Gold hit a record high on Monday as increasing numbers of nervous investors sought a safe place to put their money.
Rising political tensions between the US and China joined the ever-present worries over the continuing coronavirus pandemic to boost the spot price to $1,944.92 an ounce,
Covid-19 cases have risen to more than 16 million globally.
Many investors shun gold as it doesn’t pay dividends or interest rates but it tends to rise in troubled times,
Interest rates are currently near zero and dividend returns from companies are uncertain at best, with so many struggling.
So far this year, gold prices have risen 28%.
Gold standards: The basics of investing in the yellow metal
As well as lacking in returns, investing in gold brings costs.
Adrian Ash, director of research at precious metals trader BullionVault, says storage (with insurance included) is 0.12% of the size of your investment per year.
Each bar weighs 400 Troy ounces (12.5kg) and is currently worth £600,000 at today’s prices, so that would cost about £60 per month. It’s trading in these large bars which creates the “spot” price everyone is suddenly talking about.
They’re how the wholesale industrial and investment gold markets move metal around, and any other form of gold you buy – whether a bracelet or a coin or the microchips in your smartphone – starts out in this large bar form, adding costs at every stage of manufacture.
He says though if you fancy visiting your haul, you can’t: “It’s hard to over-state the level of security at professional bullion vaults, and for the vast majority of people, being shown a shiny yellow brick wouldn’t prove much anyway.”

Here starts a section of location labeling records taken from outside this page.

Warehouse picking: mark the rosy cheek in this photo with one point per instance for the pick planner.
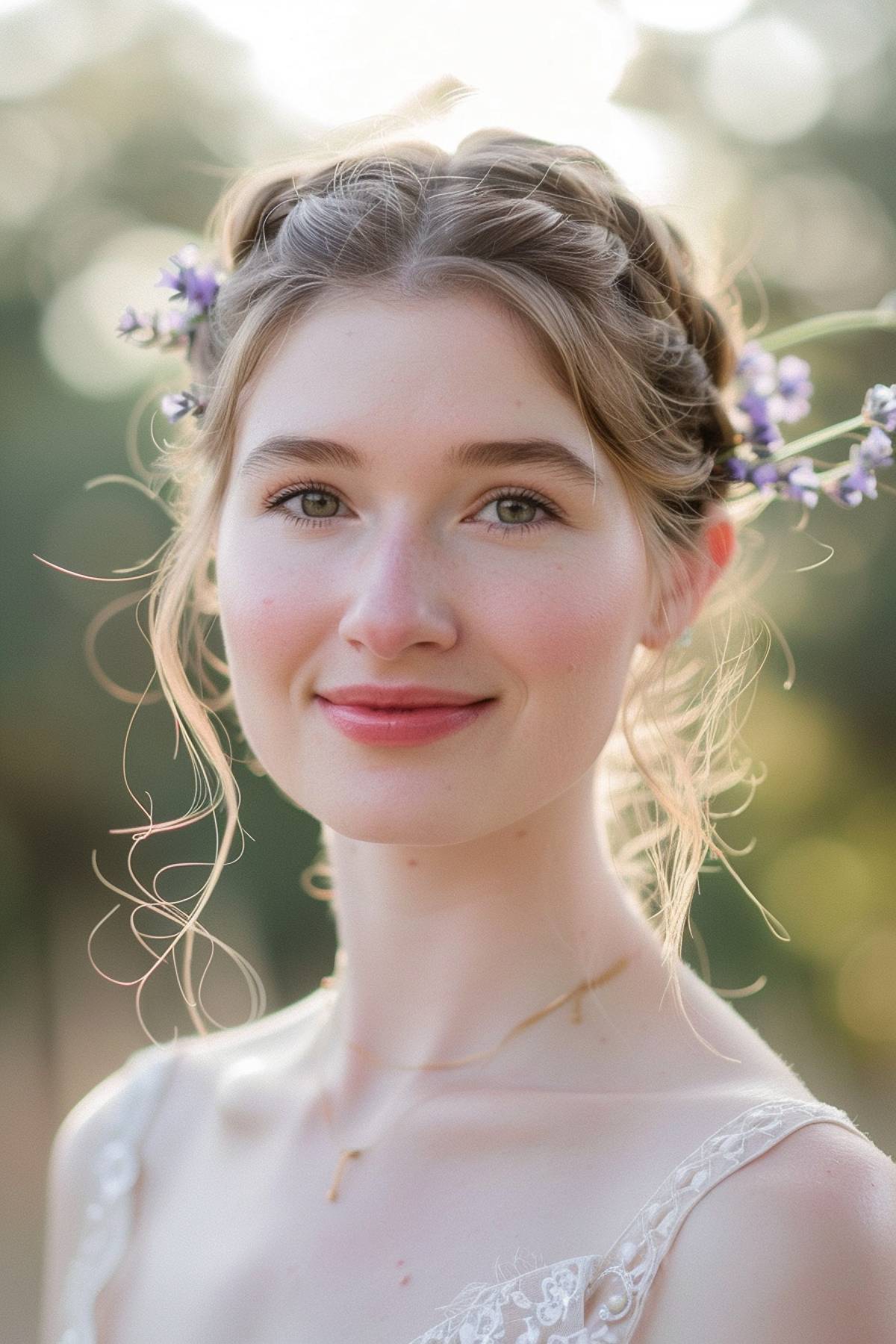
(566, 623)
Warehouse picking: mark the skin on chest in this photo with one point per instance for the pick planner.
(234, 1238)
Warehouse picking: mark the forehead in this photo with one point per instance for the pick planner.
(370, 367)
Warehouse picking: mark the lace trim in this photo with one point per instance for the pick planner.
(109, 1211)
(615, 1285)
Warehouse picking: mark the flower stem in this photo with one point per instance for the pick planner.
(821, 436)
(828, 324)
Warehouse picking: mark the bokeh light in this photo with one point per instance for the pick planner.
(821, 889)
(685, 15)
(865, 987)
(766, 80)
(828, 237)
(341, 62)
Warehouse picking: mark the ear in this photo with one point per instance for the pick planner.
(680, 603)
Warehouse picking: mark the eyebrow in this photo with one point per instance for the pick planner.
(501, 452)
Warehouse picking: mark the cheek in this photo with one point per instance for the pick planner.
(573, 623)
(270, 618)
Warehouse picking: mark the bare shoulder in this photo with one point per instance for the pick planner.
(70, 1183)
(794, 1248)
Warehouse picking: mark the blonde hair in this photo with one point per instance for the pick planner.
(608, 289)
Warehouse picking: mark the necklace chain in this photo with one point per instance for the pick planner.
(347, 1154)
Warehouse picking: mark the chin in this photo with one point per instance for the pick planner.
(402, 824)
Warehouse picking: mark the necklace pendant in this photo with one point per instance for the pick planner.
(344, 1156)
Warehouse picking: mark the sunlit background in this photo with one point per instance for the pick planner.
(766, 131)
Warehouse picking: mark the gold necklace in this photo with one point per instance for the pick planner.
(347, 1154)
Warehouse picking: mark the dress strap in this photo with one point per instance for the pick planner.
(620, 1281)
(114, 1169)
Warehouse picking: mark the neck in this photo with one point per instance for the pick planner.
(444, 949)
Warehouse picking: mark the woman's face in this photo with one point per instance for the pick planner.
(395, 561)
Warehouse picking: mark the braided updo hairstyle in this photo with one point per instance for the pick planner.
(608, 290)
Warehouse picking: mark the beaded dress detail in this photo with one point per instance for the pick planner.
(594, 1298)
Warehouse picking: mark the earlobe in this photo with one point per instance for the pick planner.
(680, 606)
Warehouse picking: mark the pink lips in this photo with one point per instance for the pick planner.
(398, 717)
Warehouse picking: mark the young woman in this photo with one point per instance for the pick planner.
(460, 465)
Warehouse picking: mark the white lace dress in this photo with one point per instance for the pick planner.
(593, 1298)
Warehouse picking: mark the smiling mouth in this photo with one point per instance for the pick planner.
(401, 725)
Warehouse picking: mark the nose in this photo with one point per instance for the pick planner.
(399, 597)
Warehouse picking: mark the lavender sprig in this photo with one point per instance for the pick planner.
(774, 390)
(176, 329)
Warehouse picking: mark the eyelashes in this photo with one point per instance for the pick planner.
(553, 514)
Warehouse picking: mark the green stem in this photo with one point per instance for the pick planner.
(827, 326)
(821, 436)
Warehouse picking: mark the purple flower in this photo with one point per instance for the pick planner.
(762, 428)
(171, 324)
(202, 289)
(790, 401)
(874, 450)
(735, 468)
(758, 369)
(129, 322)
(175, 405)
(850, 490)
(800, 482)
(879, 406)
(765, 476)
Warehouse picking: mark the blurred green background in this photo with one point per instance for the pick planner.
(768, 131)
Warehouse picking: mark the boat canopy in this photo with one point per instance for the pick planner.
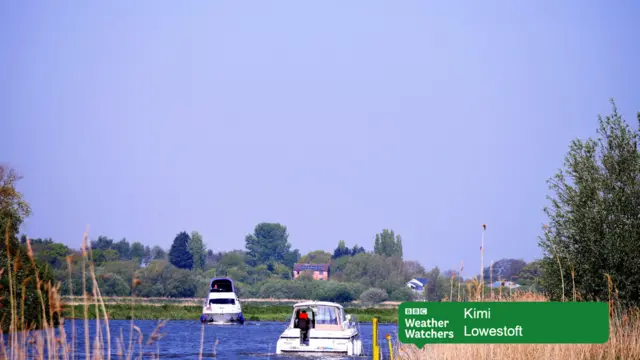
(221, 285)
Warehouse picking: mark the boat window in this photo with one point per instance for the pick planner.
(222, 302)
(327, 315)
(310, 314)
(221, 285)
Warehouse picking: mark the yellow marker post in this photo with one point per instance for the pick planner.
(376, 348)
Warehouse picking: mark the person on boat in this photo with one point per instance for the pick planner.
(303, 324)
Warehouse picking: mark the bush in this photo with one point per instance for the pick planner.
(402, 294)
(373, 296)
(335, 291)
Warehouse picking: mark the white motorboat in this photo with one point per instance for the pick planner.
(331, 331)
(222, 305)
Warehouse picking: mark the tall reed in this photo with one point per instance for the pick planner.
(51, 339)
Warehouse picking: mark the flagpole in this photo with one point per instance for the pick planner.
(484, 228)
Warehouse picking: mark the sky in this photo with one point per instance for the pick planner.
(338, 119)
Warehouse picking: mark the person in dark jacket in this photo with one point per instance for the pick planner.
(303, 324)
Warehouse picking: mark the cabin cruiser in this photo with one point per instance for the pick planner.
(331, 331)
(222, 305)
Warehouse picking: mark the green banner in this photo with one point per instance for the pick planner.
(422, 323)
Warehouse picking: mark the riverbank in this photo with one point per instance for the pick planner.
(252, 312)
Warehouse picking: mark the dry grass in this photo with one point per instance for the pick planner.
(51, 341)
(624, 343)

Mr Ash says his customers can though take their metal out from the vault if they wish: “We would arrange delivery, most usually in the form of smaller bars, although that necessarily triggers the extra manufacturing and shipping costs you otherwise avoid by owning wholesale bullion inside secure storage.”

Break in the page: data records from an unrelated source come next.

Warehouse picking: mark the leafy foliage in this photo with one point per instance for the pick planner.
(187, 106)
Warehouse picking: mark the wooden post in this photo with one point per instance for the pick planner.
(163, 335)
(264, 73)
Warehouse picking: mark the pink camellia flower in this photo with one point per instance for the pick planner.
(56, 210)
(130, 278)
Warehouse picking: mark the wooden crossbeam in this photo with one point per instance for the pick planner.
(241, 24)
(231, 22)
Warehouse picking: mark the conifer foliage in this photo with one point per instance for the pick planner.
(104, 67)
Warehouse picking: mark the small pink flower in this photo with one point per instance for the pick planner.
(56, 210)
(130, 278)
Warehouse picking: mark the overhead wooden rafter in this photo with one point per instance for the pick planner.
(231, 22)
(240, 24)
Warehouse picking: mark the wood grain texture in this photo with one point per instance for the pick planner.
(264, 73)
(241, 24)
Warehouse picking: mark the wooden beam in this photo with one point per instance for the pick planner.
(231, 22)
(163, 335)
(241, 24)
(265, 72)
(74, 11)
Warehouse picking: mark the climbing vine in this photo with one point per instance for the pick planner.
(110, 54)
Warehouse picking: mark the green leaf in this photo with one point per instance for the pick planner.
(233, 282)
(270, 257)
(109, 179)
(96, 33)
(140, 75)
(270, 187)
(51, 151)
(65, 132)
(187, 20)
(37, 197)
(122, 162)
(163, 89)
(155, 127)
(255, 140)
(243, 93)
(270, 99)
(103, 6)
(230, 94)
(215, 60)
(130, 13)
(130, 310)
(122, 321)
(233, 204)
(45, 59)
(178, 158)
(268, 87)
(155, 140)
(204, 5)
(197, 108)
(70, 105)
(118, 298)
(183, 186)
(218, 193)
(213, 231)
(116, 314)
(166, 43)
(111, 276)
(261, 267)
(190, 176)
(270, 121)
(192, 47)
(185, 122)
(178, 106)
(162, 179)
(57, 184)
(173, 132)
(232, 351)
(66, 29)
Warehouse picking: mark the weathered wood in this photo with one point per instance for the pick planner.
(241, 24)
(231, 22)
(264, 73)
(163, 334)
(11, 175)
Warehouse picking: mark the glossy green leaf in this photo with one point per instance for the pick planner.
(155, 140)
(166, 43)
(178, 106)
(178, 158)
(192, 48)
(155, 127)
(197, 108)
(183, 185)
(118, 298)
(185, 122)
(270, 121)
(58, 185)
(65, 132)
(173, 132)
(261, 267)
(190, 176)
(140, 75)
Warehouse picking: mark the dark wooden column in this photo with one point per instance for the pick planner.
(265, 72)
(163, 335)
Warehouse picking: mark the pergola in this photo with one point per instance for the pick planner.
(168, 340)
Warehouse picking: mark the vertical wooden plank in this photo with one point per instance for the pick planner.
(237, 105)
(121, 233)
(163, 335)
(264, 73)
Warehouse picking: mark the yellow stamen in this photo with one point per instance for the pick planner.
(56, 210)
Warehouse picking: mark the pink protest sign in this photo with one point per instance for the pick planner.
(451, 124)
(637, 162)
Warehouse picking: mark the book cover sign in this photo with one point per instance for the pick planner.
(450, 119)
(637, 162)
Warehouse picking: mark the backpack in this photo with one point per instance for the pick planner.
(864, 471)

Unlike shares and bonds, investors in physical gold products do not get any return on their investment. There are no dividends or interest rates and no protection against inflation and you pay to store it. The value simply rises and falls on investor demand.
A fall in the dollar is another factor that boosts the price of gold, which is quoted in the US currency. It means that buyers using other currencies can, in fact, be paying the same for their gold, as they are able to buy more dollars for their money.
In the latest development between the US and China, China took over the premises of the US consulate in the south western city of Chengdu. The move was in retaliation for the US closing down China’s diplomatic base in Houston, Texas.
This sent the dollar index to its lowest since September 2018.
The US central bank, the Federal Reserve, is meeting this week to decide on monetary policy.
Mihir Kapadia, head of Sun Global Investments, thinks that could also help boost the price further: “With eyes on the upcoming Fed policy meeting later this week and more concerns over geopolitical tensions, further gains can be expected with these factors likely to weigh heavily on the stock markets for a few more weeks to come.”
Fellow precious metal silver was also higher, it rose more than 6% to $24.36, its highest since September 2013.